Last week U.S. Sen. Lamar Alexander (R-TN) and U.S. Congressman Mike Pompeo (R-KS) penned a great editorial in the Wall Street Journal. Averting a debt meltdown by cutting non-priority spending should be keeping Congress busy enough. So why are lawmakers distracting themselves with a seventh extension of the wind-power subsidy—which is set to expire at year’s end? Alexander and Pompeo explain:

From 2009 to 2013, federal revenues lost to wind-power developers are estimated to be $14 billion—$6 billion from the production tax credit, plus $8 billion courtesy of an alternative-energy subsidy in the stimulus package—according to the Joint Committee on Taxation and the Treasury Department.

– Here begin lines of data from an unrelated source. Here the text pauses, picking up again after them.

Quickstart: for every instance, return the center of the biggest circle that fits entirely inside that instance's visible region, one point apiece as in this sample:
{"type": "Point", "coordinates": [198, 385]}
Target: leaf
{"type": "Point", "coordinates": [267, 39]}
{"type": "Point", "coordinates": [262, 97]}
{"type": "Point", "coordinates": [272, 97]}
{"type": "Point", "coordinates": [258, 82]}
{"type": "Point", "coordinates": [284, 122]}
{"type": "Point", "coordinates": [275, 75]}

If Congress were to extend the production tax credit, it would mean an additional $12 billion cost to taxpayers over the next 10 years….

The Obama administration and other advocates of wind power argue that the subsidy provided by the tax credit allows the wind industry to sustain American jobs. But they are jobs that exist only because of the subsidy. Keeping a weak technology alive that can't make it on its own won't create nearly as many jobs as the private sector could create if it had the kind of low-cost, reliable, clean electricity that wind power simply can't generate.

While the cost of renewable energy has declined over the years, it is still far more expensive than conventional sources. And even the administration's secretary of energy, Steven Chu, calls wind "a mature technology," which should mean it is sufficiently advanced to compete in a free market without government subsidies. If wind power cannot compete on its own after 20 years without costly special privileges, it never will.

Letting subsidies like these expire should be a no-brainer because the last thing our economy needs is another drag on it.